At the top of the Nov. 8 ballot is a proposal to change the Illinois Constitution called Amendment 1, which union backers are calling the “Workers’ Rights Amendment.” Just like the controversial decision to include rigid rules about pensions in the 1970 state constitution, Amendment 1 proposes rigid rules regarding how government unions are treated and makes their powers virtually untouchable.
State lawmakers cannot control soaring pension costs without changing the state constitution. Amendment 1 would similarly make it impossible for them to curb government union negotiating powers, and unchecked union power means an unchecked ability to make demands that taxpayers would have no choice but to fund. The cost of those demands is conservatively estimated at $2,100 for the typical Illinois family during the next four years if voters pass Amendment 1, but the tax damage could be far worse.
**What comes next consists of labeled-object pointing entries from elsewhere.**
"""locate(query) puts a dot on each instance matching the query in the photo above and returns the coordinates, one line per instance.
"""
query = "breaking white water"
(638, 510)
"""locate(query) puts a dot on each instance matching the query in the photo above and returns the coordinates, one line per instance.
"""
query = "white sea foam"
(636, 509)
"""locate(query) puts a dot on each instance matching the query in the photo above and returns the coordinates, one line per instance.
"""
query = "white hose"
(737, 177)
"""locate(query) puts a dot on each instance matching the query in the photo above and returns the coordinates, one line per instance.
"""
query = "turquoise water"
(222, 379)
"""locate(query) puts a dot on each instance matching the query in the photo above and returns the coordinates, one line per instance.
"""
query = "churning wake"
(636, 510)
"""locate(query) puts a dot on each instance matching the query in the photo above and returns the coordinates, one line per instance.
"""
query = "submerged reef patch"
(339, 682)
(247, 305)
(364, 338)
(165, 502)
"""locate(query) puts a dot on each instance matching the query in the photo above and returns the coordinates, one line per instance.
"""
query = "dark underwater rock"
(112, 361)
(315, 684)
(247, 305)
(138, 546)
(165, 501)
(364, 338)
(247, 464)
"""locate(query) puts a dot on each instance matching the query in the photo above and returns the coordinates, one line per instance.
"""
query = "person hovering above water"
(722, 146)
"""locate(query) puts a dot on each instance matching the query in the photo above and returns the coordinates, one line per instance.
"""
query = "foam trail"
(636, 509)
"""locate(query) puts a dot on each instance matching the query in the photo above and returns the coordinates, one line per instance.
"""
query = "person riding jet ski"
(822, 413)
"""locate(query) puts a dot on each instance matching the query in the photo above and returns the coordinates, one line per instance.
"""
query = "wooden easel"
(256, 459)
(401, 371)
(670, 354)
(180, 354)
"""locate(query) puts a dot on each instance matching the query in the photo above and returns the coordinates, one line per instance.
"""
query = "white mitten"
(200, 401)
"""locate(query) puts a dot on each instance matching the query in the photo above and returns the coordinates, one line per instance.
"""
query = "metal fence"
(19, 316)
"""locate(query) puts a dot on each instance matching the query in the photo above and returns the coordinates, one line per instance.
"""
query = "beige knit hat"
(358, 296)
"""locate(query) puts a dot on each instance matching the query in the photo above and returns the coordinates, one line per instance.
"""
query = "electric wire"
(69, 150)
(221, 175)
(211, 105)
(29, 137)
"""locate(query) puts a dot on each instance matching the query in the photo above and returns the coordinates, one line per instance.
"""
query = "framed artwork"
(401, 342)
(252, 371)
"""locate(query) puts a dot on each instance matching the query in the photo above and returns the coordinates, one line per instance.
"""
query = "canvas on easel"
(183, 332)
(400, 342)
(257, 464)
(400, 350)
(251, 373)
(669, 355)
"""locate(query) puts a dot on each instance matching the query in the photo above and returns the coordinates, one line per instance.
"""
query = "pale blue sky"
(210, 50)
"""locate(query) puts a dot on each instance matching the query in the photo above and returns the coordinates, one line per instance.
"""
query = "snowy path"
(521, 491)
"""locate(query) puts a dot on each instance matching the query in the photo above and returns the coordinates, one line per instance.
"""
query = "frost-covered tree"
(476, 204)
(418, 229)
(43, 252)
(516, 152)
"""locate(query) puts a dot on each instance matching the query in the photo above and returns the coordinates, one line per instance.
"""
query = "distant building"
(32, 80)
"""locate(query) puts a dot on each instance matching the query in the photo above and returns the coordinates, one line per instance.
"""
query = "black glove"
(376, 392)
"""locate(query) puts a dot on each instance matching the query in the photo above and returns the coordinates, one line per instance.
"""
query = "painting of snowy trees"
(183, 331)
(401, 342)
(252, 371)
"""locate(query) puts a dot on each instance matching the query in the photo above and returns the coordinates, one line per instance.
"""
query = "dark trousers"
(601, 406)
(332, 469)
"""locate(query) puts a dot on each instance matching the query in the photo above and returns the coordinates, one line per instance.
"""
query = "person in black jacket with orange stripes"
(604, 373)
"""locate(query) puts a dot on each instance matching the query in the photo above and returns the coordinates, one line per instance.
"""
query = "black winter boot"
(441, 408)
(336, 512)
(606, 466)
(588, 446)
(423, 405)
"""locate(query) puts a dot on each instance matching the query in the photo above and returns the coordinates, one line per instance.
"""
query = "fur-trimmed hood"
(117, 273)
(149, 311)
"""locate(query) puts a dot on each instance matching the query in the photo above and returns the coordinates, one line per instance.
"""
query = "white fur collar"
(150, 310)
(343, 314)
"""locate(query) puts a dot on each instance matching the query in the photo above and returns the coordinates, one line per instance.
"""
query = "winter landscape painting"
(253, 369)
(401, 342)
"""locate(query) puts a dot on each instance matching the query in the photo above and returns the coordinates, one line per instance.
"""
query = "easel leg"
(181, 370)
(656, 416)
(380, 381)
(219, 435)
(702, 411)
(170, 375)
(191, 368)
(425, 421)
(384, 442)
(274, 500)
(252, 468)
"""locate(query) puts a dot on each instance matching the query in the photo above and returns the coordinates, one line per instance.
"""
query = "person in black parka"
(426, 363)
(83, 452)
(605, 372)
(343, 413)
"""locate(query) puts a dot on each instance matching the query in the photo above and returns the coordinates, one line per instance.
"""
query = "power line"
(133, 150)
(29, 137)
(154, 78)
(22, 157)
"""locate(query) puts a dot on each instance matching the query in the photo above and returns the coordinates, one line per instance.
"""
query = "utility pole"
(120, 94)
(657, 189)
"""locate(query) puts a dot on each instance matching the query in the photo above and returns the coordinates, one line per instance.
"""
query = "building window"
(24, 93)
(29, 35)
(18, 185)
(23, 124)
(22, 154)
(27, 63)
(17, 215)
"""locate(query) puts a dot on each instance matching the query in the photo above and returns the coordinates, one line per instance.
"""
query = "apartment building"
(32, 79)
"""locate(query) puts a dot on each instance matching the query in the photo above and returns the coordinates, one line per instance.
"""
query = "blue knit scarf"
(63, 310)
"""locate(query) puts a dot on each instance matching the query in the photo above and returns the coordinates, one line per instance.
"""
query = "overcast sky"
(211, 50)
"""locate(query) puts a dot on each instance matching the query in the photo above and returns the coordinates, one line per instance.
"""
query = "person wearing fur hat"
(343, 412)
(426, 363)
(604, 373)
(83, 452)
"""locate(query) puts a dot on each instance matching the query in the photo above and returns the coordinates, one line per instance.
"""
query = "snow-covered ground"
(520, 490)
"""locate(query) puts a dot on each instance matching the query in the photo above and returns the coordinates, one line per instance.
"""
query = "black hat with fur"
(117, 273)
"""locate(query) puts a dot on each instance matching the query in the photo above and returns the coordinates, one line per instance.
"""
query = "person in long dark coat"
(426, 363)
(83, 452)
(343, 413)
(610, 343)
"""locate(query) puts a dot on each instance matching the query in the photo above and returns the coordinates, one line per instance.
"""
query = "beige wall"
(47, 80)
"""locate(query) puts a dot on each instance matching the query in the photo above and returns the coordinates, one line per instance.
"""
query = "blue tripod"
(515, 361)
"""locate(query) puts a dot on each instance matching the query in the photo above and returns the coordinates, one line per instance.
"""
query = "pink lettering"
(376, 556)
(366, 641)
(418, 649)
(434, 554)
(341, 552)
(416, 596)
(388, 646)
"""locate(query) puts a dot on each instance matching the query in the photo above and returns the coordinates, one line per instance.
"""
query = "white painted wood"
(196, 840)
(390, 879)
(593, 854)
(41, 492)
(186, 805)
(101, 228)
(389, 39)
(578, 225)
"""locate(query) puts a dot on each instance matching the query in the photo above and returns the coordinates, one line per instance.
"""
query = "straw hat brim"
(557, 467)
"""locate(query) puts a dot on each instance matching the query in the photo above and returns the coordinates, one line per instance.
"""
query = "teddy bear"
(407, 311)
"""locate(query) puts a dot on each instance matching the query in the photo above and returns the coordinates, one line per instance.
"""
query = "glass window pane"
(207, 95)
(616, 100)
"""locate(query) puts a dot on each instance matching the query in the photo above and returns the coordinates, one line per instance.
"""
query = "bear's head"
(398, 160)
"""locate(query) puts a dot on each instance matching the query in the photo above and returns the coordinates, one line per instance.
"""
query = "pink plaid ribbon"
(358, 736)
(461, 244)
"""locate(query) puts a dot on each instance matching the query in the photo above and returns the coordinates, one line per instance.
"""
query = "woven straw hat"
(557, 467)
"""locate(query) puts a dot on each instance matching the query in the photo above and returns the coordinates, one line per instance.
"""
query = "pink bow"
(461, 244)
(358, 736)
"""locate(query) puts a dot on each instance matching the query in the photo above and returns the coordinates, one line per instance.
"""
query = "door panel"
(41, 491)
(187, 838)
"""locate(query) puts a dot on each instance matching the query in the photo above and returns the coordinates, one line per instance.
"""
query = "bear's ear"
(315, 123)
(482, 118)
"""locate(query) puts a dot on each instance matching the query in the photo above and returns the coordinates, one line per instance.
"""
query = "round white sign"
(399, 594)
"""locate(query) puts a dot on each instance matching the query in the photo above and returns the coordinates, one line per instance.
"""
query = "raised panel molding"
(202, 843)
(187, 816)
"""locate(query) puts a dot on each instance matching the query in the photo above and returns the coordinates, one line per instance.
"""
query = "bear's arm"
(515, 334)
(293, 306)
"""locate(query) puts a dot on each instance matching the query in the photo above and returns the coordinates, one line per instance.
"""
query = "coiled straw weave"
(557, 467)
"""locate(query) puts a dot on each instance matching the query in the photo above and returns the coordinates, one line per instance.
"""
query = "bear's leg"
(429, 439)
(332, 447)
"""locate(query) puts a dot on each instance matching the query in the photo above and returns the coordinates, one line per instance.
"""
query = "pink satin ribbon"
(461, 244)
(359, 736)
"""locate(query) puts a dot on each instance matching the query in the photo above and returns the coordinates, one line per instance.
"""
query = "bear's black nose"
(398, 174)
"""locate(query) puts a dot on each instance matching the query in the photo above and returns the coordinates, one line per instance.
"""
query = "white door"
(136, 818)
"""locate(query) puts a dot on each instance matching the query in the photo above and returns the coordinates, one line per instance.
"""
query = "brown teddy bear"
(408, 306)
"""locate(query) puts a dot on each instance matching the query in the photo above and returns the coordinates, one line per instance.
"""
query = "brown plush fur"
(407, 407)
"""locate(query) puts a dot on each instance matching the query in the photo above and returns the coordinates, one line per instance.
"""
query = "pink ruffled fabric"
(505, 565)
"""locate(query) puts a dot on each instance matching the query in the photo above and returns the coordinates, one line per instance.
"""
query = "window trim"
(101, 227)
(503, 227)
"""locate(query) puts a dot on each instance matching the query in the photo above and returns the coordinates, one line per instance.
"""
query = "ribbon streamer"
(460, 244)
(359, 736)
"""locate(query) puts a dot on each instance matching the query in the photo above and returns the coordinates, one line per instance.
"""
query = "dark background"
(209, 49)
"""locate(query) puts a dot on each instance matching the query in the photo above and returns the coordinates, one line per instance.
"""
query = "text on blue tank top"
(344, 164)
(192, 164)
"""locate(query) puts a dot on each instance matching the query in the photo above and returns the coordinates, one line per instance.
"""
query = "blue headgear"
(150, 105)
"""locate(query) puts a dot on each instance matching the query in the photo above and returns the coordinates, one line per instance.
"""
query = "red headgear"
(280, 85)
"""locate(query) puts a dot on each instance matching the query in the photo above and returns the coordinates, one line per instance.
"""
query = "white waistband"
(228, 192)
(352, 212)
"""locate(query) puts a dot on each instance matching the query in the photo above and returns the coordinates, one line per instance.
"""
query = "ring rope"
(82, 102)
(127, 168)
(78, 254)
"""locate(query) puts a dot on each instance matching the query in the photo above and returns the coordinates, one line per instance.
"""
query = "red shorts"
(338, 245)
Looking back, the adoption of the pension protection clause in the 1970 Illinois Constitution started many of the problems Illinois faces today. Illinois’ pension protection clause has been interpreted to be more rigid than any similar provision in any state constitution. With no ability to rein in the cost of public pensions, payments have crowded out spending on education and public services even as Illinoisans bear some of the highest tax burdens in the country.
The state holds the lowest credit ratings in the country, and residents are consistently leaving for states unrestrained by an unyielding pension clause in their constitutions. State lawmakers made attempts to correct the problem in 2013, but the Illinois Supreme Court struck down most of those reforms. The only option left is to change the state constitution, which could let the state regain fiscal sanity.
Instead, state lawmakers went in the opposite direction and handed voters Amendment 1. Instead of giving Illinois more flexibility to handle its money problems, the proposal takes away options and is potentially more restrictive than even the 1970 constitution’s pension protection clause.